CompTIA Security Plus Mock Test Q667

Which of the following assessment techniques would a security administrator implement to ensure that systems and software are developed properly?

A. Baseline reporting
B. Input validation
C. Determine attack surface
D. Design reviews


Correct Answer: D
Section: Threats and Vulnerabilities

Explanation:
When implementing systems and software, an important step is the design of the systems and software.
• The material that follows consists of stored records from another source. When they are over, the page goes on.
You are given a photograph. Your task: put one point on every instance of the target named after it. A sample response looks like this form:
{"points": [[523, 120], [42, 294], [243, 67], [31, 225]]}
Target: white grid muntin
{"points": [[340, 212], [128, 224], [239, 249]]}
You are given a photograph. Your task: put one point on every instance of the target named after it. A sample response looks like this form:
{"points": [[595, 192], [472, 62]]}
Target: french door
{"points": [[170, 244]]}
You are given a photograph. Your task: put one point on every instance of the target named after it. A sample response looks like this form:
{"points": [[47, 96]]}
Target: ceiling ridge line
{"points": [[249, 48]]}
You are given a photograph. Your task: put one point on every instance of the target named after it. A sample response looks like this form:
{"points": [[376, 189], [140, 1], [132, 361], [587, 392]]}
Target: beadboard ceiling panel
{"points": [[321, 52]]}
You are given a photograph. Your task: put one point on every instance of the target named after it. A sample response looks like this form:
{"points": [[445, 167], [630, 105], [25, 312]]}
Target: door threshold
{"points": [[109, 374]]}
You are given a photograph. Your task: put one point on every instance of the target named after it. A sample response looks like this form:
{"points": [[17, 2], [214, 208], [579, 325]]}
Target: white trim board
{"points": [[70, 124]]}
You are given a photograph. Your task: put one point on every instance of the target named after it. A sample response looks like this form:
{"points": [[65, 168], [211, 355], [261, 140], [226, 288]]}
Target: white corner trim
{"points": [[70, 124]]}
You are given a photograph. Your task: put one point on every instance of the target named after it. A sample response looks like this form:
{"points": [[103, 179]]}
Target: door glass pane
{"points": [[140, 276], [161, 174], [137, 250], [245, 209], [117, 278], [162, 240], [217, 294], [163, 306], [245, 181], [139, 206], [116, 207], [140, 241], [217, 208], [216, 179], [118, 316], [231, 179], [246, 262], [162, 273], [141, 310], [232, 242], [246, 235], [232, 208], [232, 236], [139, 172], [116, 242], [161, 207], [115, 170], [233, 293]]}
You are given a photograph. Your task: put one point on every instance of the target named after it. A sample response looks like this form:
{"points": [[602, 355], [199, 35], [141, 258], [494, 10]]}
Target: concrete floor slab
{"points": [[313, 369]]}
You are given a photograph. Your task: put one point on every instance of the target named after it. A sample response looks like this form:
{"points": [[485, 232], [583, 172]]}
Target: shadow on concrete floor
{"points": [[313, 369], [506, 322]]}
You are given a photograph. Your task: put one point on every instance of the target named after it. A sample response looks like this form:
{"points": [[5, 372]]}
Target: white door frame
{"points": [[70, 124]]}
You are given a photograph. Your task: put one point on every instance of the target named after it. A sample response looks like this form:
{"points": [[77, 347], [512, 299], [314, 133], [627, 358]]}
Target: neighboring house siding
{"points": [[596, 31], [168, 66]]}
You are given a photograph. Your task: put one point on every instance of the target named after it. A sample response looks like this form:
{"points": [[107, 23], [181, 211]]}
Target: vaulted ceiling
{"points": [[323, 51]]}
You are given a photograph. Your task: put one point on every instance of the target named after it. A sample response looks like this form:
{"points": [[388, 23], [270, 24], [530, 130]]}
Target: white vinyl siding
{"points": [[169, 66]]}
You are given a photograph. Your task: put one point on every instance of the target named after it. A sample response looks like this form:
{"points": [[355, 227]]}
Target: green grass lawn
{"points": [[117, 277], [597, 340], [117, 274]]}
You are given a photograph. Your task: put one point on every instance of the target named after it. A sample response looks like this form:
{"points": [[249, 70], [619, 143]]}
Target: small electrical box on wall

The systems and software should be designed to ensure that the system
works as intended and is secure.
The design review assessment examines the ports and protocols used, the rules, segmentation, and access control in the system or application. A design review is basically a check to
ensure that the design of the system meets the security requirements.

Incorrect Answers:
A: A baseline report compares the current status of network systems in terms of security updates, performance or other metrics to a predefined set of standards (the baseline).
Baseline reporting should take place after the systems and software have been designed, the design reviewed and the systems and software have been implemented.
B: Input validation can improve application performance by catching malformed input in the application that could cause problems with the output. For example, if a user is expected to
enter a number into a field in the application, input validation can be used to ensure that the input is numeric and not text. Input validation is a part of application design. It can also be
used to prevent attacks such as cross-site scripting and SQL injection. However, it is not part of general system design.
C: Determining attack surface is a security practice that is performed after a system or software application has been implemented. However, this question is asking about the
development of systems and software. The ‘development’ is performed before the systems are implemented.